Intervention de Catherine Morin-Desailly

Commission de la culture, de l'éducation et de la communication — Réunion du 25 mai 2016 à 9h30
Renforcer la liberté l'indépendance et le pluralisme des médias — Indépendance des rédactions - suite et fin de l'examen des amendements au texte de la commission, amendement 88

Photo de Catherine Morin-DesaillyCatherine Morin-Desailly, rapporteure :

Le sous-amendement n° 88 complète l'amendement n° 73 rectifié du Gouvernement, auquel notre commission a donné un avis favorable. Les auteurs du sous-amendement souhaitent inclure dans le champ de la protection des lanceurs d'alerte les fonctionnaires qui choisissent de se confier à un journaliste, et pas seulement aux autorités administratives et judiciaires.

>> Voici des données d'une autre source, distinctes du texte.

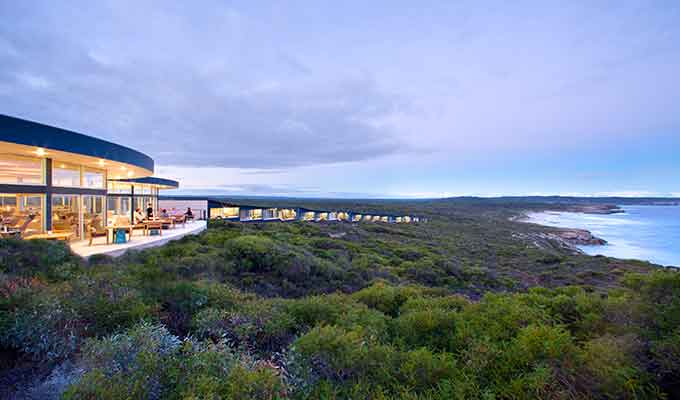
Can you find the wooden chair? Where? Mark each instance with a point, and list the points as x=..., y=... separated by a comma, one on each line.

Cela pose plusieurs difficultés : le régime des fonctionnaires lanceurs d'alerte a été entièrement revu dans la récente loi du 20 avril 2016 dite de déontologie des fonctionnaires. Les canaux d'alerte ont été explicités à cette occasion et il n'a jamais été question d'y inclure les journalistes. Les fonctionnaires ne sont en outre pas des salariés comme les autres. Ils sont déjà soumis à l'article 40 du code de procédure pénale et doivent transmettre au Procureur de la République les éléments en leur possession concernant des crimes ou des délits. Ils ont des devoirs spécifiques conférés par leur position statutaire et réglementaire : devoir d'obéissance aux instructions données par leur supérieur hiérarchique, sauf si celles-ci sont manifestement illégales et de nature à compromettre gravement un intérêt public (selon l'article 28 du titre I du statut général de la fonction publique), et devoir de discrétion. Par l'article 26, le secret professionnel s'impose à eux sur les informations dont ils ont pris connaissance dans l'exercice de leurs fonctions. Si le supérieur hiérarchique n'entend pas l'alerte, le fonctionnaire pourra s'adresser au référent déontologue, créé par l'article 28 bis de la loi sur la déontologie des fonctionnaires, dont l'une des missions est justement d'aider les lanceurs d'alerte. Le référent déontologue est lui-même astreint à l'article 40 du code de procédure pénale, ce qui n'est pas le cas des journalistes. Enfin, le sous-amendement proposé ne comprend aucune gradation des canaux d'alerte. Pire : la rédaction de l'article 6 ter A de la loi du 20 avril 2016 consolidé disposerait que le fonctionnaire prévient les journalistes, puis l'autorité hiérarchique ! Le récent rapport du Conseil d'État insiste pourtant sur la nécessaire gradation des canaux d'alerte, « prévenir le public » devant être un ultime recours. Il se fonde ainsi sur la jurisprudence de la Cour européenne des droits de l'homme, reprise dans le projet de loi dit Sapin II. Avis défavorable.